For researchers using techniques such as flow cytometry, western blot, ELISA, and immunohistochemistry, antibodies are used to measure antigens in complex biological samples. It is now possible to measure hundreds of antigens simultaneously with multiplex immunoassay technology. In general, all of these antibody-based detection techniques require labelling (antibody labelling) with a description that allows them to be measured. You can visit some sites over the internet to get information on multiplex ELISA as well.
Most of the antibodies that are commercially available are not labelled, which means they cannot be measured. In general, only a small number of available antibodies in conjugated / labelled form are considered commercially valuable by antibody manufacturers. For antibodies that are available in conjugated form, this is usually the case for short-range markers. This can be very limiting in experimental designs.

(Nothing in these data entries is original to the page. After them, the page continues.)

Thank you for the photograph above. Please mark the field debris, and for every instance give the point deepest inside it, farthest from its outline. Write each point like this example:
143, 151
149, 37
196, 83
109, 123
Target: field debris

The use of unlabelled antibodies presents several inherent problems, especially in multiplex tests. For indirect detection, which usually uses secondary antibodies with the required labelling, it is difficult to prepare a secondary reagent set with the desired selectivity and absence of adverse cross-reactions. However, this problem is overcome by covalently attaching labels directly to primary antibodies, reducing immunoassay complexity, and quickly and easily making antibodies ready for analysis using flow cytometry.
Historically, antibody labelling has involved chemical modification and was performed by commercial organizations with specialized knowledge of the required techniques. With significant advances in antibody labeling technology, this once difficult, time-consuming and expensive procedure can now be performed by anyone in a laboratory without requiring special training or experience.